Tuesday, May 23, 2006

leonard cohen next door

Dedicados aos amigos de Toronto




LENARD COHEN NEXT DOOR




Dedicados aos amigos de Toronto


Discutia com amigos outro dia aquela frase de Tom Jobim que é sempre invocada quando, de tempos em tempos, da vontade de abandonar essa tenstativa frustrada de pais. - "Morar no Brasil é uma droga, mas é bom. Morar no exterior (NY no caso dele) é bom, mas é uma droga, "". O Zéduardo argumentou que todos os amigos dele, endinheirados ou não, que partiram desse prum melhor, não se adaptaram e voltaram com as orelhas pra baixo.

Acredito. Somos solares, mais corteses do que a média mundial, dados a improvisação, dependente dos amigos, odiamos o anonimato e o tratamento impessoal. Somos o que o cidadão médio do primeiro mundo não é. Há exceções. Penso nos meus amigos Alex, Adri e Claudia morando bem em Toronto, mas tendo de cavar a neve para sair de casa. Enquanto vivemos dias de emoção aqui - quem precisa ir ao cinema quando temos o Jornal Nacional? - eles lêem no Toronto Star que a cidade esta sendo aterrorizada por uma gang de mascarados Racoons (guaxinins?) no cio que jogam nozes nas pessoas do alto das maple trees.


Mas quando soube que sábado passado meu herói romântico (e deles) Leonard Cohen estava autografando seu novo livro de poesias na livraria da esquina onde, coincidência ou não, comprei o antológico Beutifull Losers do próprio quando passei alguns dias na casa do Alex em 01, me deu vontade de cavar toda neve de Halifax a Vancouver.

Cohen escrevi em outro debyte, è meu Bob Dylan favorito, assim como os Kinks são meus Rolling Stones de cabeceira e os Pixies meus Talking Heads de estimação. É autor do meu verso amuleto, fundamental pra se viver em CWB que, segundo o Cescatto tem mais Vodu por m2 do que o Haiti e os pântanos da Louisiana juntos:

¨You can stick your little pins in that voodoo doll, very sorry Babe, doesn’t look like me at all¨...

É mais conhecido por aqui, se é que é como cantor americano follk. Na verdade é um poeta e escritor que canta. E canadense, assim como outros americanos famosos, entre os que me ocorrem agora, os superpianistas Gould e Peterson, o comediante Akroyd, produto da importante cena stand up Torontina que abasteceu por anos o Saturday Night Live de talentos, as cantoras Vega e Mitchell e a mais recente Peiroux, alem dos ótimos compositores Sexsmith e Wainright.
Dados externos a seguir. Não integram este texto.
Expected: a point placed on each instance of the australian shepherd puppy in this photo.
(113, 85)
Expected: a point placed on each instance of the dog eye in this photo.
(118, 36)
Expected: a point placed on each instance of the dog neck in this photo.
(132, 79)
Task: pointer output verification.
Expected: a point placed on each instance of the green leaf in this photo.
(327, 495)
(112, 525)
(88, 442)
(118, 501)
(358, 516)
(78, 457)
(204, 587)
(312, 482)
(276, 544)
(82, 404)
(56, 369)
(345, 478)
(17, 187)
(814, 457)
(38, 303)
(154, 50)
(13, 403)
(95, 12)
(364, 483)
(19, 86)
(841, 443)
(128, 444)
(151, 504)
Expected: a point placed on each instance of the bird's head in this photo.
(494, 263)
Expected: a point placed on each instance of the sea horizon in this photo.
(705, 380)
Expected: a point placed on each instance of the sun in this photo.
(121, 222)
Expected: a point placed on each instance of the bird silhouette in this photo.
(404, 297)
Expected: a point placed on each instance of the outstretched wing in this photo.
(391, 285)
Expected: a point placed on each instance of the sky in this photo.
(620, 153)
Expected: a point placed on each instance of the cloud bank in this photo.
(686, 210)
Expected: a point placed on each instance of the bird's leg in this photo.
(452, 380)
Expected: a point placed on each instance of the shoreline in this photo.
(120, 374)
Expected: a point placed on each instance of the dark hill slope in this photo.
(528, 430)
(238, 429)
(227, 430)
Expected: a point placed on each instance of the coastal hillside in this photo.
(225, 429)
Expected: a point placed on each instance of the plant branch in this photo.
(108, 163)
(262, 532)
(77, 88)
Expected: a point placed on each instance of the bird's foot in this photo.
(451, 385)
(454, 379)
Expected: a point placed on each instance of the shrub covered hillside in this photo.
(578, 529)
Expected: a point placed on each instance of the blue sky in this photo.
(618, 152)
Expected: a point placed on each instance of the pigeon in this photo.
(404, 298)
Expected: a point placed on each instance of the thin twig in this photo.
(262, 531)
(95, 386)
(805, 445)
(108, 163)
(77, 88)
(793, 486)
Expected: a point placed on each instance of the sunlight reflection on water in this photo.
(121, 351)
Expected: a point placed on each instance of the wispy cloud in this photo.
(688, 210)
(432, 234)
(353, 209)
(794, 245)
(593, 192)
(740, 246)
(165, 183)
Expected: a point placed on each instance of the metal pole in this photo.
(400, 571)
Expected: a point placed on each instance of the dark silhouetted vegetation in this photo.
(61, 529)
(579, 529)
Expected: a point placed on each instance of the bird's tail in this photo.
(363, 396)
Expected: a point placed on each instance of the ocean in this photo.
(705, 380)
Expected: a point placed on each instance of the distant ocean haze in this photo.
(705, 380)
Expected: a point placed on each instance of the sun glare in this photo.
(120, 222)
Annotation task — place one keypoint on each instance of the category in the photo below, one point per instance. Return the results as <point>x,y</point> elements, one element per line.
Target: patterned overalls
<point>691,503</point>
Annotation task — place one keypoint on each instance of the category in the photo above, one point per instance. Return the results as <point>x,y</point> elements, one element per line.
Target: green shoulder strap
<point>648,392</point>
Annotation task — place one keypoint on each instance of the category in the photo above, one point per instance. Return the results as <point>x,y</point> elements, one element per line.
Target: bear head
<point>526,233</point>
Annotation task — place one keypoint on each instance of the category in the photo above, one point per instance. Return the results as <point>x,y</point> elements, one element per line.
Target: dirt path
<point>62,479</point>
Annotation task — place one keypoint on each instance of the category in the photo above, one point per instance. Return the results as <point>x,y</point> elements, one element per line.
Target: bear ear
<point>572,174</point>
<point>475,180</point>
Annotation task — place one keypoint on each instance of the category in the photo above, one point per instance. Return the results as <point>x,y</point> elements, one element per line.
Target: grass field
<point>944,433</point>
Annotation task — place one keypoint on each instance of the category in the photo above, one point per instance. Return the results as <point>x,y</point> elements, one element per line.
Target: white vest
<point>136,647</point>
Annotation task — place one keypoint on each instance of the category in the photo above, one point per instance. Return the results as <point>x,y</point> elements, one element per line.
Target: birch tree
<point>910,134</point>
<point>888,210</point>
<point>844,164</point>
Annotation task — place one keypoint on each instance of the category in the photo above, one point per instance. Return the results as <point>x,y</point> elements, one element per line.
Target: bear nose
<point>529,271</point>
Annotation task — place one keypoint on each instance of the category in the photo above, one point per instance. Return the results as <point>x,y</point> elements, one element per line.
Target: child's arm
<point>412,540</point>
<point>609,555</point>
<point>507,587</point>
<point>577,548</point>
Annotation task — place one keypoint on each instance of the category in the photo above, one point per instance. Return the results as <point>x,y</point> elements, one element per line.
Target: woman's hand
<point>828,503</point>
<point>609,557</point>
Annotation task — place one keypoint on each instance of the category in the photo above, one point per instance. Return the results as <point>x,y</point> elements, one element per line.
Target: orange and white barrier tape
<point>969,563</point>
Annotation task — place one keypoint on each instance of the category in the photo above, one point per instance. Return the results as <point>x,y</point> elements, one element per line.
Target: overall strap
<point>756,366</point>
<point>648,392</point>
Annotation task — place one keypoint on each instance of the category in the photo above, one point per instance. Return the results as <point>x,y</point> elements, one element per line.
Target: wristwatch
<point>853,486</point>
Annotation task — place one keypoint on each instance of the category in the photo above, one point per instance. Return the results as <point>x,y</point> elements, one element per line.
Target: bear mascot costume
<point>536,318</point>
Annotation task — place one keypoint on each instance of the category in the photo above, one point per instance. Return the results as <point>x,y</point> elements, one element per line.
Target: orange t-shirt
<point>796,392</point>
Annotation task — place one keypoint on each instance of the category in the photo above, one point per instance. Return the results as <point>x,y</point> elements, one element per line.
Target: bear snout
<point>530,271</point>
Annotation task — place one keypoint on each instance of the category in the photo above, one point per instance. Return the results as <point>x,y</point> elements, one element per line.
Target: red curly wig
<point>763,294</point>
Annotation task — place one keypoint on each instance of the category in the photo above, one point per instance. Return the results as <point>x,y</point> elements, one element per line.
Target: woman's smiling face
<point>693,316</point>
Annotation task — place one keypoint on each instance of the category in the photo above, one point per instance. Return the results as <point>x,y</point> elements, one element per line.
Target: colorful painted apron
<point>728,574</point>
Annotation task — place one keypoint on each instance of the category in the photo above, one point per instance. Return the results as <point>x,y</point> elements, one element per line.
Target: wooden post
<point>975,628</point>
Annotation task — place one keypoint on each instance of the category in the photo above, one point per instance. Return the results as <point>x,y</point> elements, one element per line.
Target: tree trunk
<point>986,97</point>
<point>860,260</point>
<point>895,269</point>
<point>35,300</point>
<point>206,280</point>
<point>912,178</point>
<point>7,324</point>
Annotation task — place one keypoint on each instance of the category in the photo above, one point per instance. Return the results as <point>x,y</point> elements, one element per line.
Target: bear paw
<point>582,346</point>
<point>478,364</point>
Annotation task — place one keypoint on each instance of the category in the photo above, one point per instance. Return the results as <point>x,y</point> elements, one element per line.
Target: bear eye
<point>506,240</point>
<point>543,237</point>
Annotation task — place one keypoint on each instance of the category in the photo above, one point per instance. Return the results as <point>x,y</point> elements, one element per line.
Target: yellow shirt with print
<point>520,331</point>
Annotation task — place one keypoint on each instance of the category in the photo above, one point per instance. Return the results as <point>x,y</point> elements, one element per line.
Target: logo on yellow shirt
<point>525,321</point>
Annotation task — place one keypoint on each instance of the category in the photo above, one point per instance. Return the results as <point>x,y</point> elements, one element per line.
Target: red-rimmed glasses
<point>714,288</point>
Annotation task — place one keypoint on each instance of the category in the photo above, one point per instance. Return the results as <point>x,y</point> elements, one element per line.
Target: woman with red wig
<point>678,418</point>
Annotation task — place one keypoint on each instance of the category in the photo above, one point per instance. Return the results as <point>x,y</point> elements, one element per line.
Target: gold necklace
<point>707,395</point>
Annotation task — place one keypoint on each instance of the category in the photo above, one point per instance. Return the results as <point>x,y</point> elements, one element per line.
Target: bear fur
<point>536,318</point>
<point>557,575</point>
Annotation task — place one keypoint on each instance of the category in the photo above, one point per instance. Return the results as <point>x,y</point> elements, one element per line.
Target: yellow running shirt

Mesmo o american treasury Neil Young, é de Ontário.

Para aqueles como o Ângelo que acham que Bush derreteu o sino da liberdade pra fazer munição aviso, o velho Neil não teve seu passaporte cassado nem nada assim quando em seu recente Living with War, pediu a cabeça de GB II numa bandeira. Por muito menos um jornalista americano que ousou criticar um errado presidente sul americano com nome de monstro marinho, foi expulso na hora.

Forjado na cena poético-musical de Montreal onde desde sempre se mistura jazz e poesia, LC aprendeu alguns acordes no violão e, como Leminsky decidiu que seus versos encontrariam mais eco se cantados. Gravou umas canções num toca fita caseiro pensando em interpretes, mas acabou caindo no gosto de algum executivo da gravadora que viu charme em sua voz de barítono.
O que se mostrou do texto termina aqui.